Galerie Thaddaeus Ropac is pleased to announce the upcoming exhibition of Ilya and Emilia Kabakov, The Canon, opening Saturday August 30 at 11:00 in the presence of the artists. This new body of paintings completed in 2007 continues the artists previous exploration of scenes from daily life, landscapes and city scales presented within the minimalist structure of white grids filling the picture plane. This is a continuation of the artists vision, as seen in earlier paintings and installations where the sense of whiteness, both as a literal and metaphoric structure, provides a platform for the articulation of other more painterly ideas.
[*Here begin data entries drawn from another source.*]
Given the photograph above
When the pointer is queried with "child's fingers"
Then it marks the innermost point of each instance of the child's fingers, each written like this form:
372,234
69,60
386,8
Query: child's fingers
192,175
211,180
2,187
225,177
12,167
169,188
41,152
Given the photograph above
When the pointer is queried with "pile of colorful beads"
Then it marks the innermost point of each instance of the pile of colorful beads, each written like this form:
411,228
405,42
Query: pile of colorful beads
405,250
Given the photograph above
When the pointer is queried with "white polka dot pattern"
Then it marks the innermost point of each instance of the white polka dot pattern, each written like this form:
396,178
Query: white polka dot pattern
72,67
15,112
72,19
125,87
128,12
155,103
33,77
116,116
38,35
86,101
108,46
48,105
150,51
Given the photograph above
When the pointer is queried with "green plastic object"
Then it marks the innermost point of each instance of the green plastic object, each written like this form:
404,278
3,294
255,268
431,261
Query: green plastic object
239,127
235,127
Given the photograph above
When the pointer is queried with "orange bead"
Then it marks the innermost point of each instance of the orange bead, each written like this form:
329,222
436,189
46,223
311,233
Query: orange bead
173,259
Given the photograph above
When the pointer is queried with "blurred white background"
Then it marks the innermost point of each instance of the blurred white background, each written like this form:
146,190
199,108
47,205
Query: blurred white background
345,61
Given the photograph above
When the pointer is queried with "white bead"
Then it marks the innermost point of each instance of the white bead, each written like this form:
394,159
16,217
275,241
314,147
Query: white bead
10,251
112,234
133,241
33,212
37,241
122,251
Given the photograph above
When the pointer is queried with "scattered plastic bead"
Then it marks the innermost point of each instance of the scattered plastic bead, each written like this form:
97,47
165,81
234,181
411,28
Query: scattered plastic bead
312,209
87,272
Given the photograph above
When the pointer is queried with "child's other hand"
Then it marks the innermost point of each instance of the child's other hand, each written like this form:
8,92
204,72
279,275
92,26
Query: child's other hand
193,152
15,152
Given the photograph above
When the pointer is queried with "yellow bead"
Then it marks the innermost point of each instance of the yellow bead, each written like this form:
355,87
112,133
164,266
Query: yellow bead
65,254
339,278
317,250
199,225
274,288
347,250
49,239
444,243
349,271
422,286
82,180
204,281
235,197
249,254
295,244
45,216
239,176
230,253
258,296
From the beginning of his work as a childrens book illustrator in Russia, the white page has often been a fulcrum in the ideology of his work. It is both the ground upon which the artist stands to express his perception of the moment , and it has been his cloak, the fabric in which he can hide his true nature and character. It is both a place for story telling, and a place that denies this at the same time. In The Canon we see Kabakov in his boldest position thus far, the paintings are almost entirely white with a square grid pattern on the surface. In one of these window-like spaces we see a snowy landscape painted in pastel tones, in another three people sit on a bench looking out to sea. The prosaic aspect of these scenes is abrubtly rubbing up against the rigidity of the minimalist canon. White on white. Abstraction, monochromatic painting.
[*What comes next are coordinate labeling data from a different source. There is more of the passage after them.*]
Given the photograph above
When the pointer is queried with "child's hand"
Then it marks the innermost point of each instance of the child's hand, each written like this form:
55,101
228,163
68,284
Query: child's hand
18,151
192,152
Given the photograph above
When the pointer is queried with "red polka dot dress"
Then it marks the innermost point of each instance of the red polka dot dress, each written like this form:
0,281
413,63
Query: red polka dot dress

Most recently in a far more romantic vein, Kabakov began working on this dichotomy between white and a pictorial memory, in his Under the Snow paintings from 2003-5. In these works the white was snow, and the images fleeting as they popped through the picture plane randomly, almost like elements in a fairy tale. The Canon is more didactic and severe. The ground is purposeful not natural, there is no reference to snow directly, although of course the color is always connected to it. But we sense the rigors of conceptual art drawn and quartered on the paintings surfaces. The images are emblems. The artist is telling us something about the richness of what is not monochrome. And it is painted with the elegance of a master. We want to see more but our vision is cut by the frame.

Three additional works, the Broken Glass Paintings will also be on view. These are white paintings with skewed lines across the surface like a broken window pane, in the small triangular areas where the windows might have deep holes, the artist again gives us small landscapes to look at. The colors are fanciful, merry in a way, almost a decorative palette. But the notion of breakage, of shattering is a violent one, and the bucolic imagery of these works is uncomfortable yet seductive at the same time.

The exhibition in Salzburg will be accompanied by an illustrated catalogue with texts by Maria Baibakova and Norman Rosenthal.

The Kabakovs will have their Retrospective opening in Moscow September 15-18. The exhibition on Salzburg is an introduction to some of the new works that will be on view there, at the Pushkin Museum where the Gates will be seen, and the CCC Moscow-Melnikov Garage where the Alternative History and the Red Wagon will be presented.